The penultimate chapter address 13 common objections to reparations to the descendants of slavery. I found these especially helpful in addressing responses I have heard, including some that rise up in my own mind. Such as:

 

“Wouldn’t black reparations only create more animosity between the races?”

 

“Blacks already have received reparations from affirmative action programs.”

 

“Black reparations, unfairly, will ignore the parallel plight of the white poor.”

 

Finally, Darity and Mullen offer almost fifteen pages describing their idea of a “portfolio of reparations” directed toward eradicating what they (and others) call the “racial wealth gap”. It includes direct payments to individuals (over time), grants to institutions (like historically black colleges and universities), and the creation of a trust fund to support asset-building projects, including homeownership, higher education, and new businesses. They even suggest that, in addition to federal dollars, organizations, institutions, and businesses whose current wealth is, at least in part, attributable to slavery and its aftermath contribute to the reparations fund.

 

They even propose ways to authorize reparations through the Congress, finance it through the Federal Reserve, and manage it through a new National Reparations Board. It is all very compelling and seemly practical. Investing in the prosperity of the black community, the legacy of 400 years of slavery and its aftermath, would make our entire country more just, more equitable, and more prosperous, a giant step toward those first values of life, liberty, and the pursuit of happiness.

 

It is presumptuous to suggest that such a magnificent book of advocacy and scholarship might be too short!
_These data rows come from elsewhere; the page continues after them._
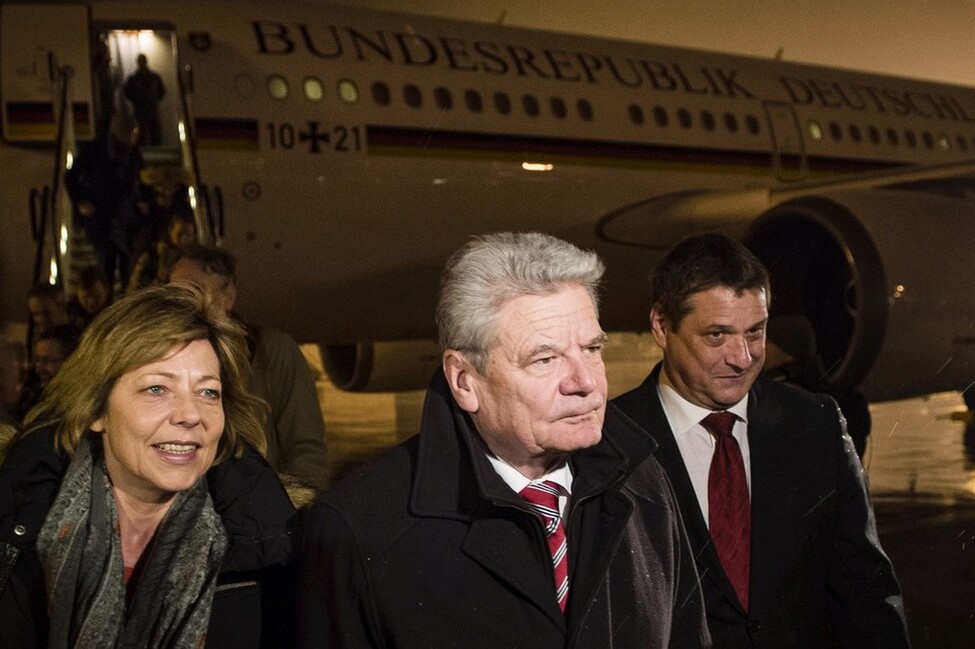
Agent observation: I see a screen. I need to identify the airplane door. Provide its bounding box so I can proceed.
[0,4,94,142]
[762,101,809,182]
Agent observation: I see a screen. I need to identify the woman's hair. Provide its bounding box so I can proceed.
[24,284,267,462]
[437,232,604,374]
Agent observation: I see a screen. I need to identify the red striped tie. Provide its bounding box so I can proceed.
[701,411,752,611]
[520,480,569,613]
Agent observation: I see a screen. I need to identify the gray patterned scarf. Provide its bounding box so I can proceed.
[37,438,227,649]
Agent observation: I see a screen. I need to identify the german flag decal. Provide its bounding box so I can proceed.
[195,118,260,151]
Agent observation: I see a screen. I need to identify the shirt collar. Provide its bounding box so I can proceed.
[487,453,572,494]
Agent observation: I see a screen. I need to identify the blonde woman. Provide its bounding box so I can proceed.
[0,286,296,647]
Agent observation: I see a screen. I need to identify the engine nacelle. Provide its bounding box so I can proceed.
[743,189,975,401]
[321,340,440,392]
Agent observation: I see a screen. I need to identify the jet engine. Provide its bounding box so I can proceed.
[321,339,440,392]
[742,184,975,401]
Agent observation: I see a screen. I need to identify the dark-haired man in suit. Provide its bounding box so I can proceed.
[614,235,909,649]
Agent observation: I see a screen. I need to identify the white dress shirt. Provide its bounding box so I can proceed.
[487,453,572,515]
[651,368,752,524]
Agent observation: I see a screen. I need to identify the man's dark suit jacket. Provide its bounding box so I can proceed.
[614,365,909,649]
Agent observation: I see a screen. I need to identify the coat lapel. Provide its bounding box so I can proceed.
[463,518,571,632]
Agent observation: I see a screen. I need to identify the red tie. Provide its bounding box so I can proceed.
[519,480,569,613]
[701,411,752,611]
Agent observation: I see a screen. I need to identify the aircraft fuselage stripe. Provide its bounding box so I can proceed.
[366,124,898,175]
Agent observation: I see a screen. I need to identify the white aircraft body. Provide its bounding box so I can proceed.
[0,0,975,400]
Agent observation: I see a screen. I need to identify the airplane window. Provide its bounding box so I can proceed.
[576,99,593,122]
[433,86,454,110]
[627,104,643,126]
[372,81,392,106]
[303,77,325,101]
[464,90,484,113]
[701,110,714,131]
[403,83,423,108]
[724,113,738,133]
[339,79,359,104]
[549,97,569,119]
[653,106,670,127]
[267,74,289,99]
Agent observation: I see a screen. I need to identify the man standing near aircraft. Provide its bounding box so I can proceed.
[614,235,909,649]
[298,233,709,649]
[125,54,166,145]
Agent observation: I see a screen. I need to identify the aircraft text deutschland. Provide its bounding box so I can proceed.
[252,21,975,123]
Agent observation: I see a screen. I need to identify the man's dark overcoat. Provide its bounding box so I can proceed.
[299,372,709,648]
[613,365,908,649]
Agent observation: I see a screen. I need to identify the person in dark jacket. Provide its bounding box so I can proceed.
[0,286,297,648]
[298,233,710,648]
[613,234,910,649]
[64,111,143,288]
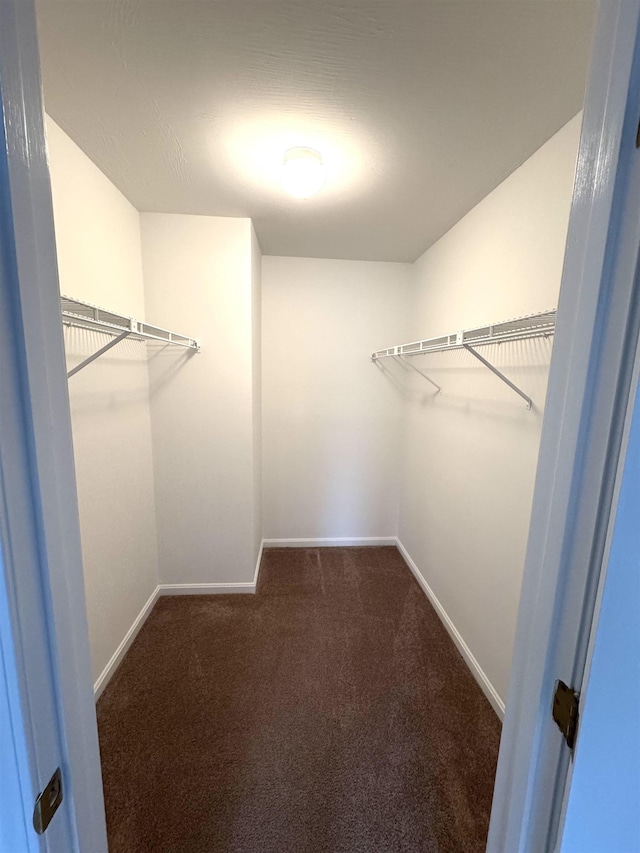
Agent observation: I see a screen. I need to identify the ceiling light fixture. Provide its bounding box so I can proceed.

But when I read the final chapter I was left wondering what might be the economic impact of this reparations plan on both the black community and also the wider American community.

 

This is a big book, a dense book, and in those ways a fitting successor to (and companion of) the earlier book The Half Has Never Been Told by Edward E. Baptist. Both books, and especially this one, need a popular version, one suitable for church study groups and community book clubs, one able to bring historical fact and practical proposal to the millions of people who would need to be converted for this to secure the political support to make it happen.

 

We aren’t there yet, but this book sure pulls that day a little closer.